Le 8e arrondissement de Paris a été le théâtre de cette intervention spectaculaire. Un garçon de 17 ans, originaire du Sénégal, a été interpellé au petit matin, peu après avoir placé un engin explosif artisanal sur le site situé au 51 rue de La Boétie, comme rapporté par BFMTV.
Deux autres suspects arrêtés
Les forces de l'ordre, présentes pour assurer la sécurité, ont surpris le jeune homme alors qu'il tentait d'incendier un bidon contenant un liquide inflammable, probablement un hydrocarbure, fixé à un tube d'artifice, indique une source proche du dossier recueillie par BFMTV. Cet objet est en cours d'analyse au laboratoire central de la préfecture de police de Paris. Le ministre de l'Intérieur, Laurent Nuñez, a salué l'efficacité des forces de l'ordre sur les réseaux sociaux, affirmant : "Bravo à l’intervention rapide d’un équipage de la préfecture de police qui a permis de déjouer une action violente à caractère terroriste cette nuit à Paris".

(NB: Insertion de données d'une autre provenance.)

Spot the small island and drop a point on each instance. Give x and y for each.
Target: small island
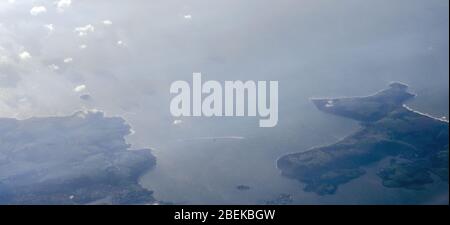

L'interpellation n'était pas isolée. Un complice, vêtu de façon similaire et portant une capuche, a pris la fuite, tenant son téléphone comme s'il voulait filmer la scène. Il s'est échappé à l'arrivée des policiers, tandis que l'autre suspect a été maîtrisé et placé en garde à vue.
L’enquête a connu un tournant avec l’arrestation de deux nouveaux suspects en Essonne lors de la nuit suivante. Le premier, également mineur, était présent lors de la tentative d'attentat, tandis que le second, bien qu'arrêté en même temps, n'a pas de lien direct avec l'incident, selon des sources policières.
Le principal suspect a révélé aux enquêteurs qu'il résidait en Seine-Saint-Denis et qu'il avait été recruté via Snapchat. Des agents auraient transporté ce jeune aux abords de la banque, pour un paiement de 600 euros en échange du méfait. Le Parquet national antiterroriste a ouvert une enquête pour plusieurs chefs d'accusation, notamment sur la fabrication et le transport d'engins explosifs, ainsi que l'association de malfaiteurs terroriste, confiée à la Direction de la police judiciaire et à la DGSI.
Un attentat en lien avec la guerre au Moyen-Orient ?
Lors d'une apparition sur BFMTV, Laurent Nuñez a évoqué un possible lien entre cette tentative d'attentat et les hostilités en cours au Moyen-Orient. "Cette situation rappelle des cas survenus dans d'autres pays d'Europe, tels que le Royaume-Uni et la Belgique", a-t-il déclaré, ajoutant que "la France n'est pas spécifiquement ciblée". Il a souligné des connexions avec des groupes ayant revendiqué des actes violents en réaction à ce conflit.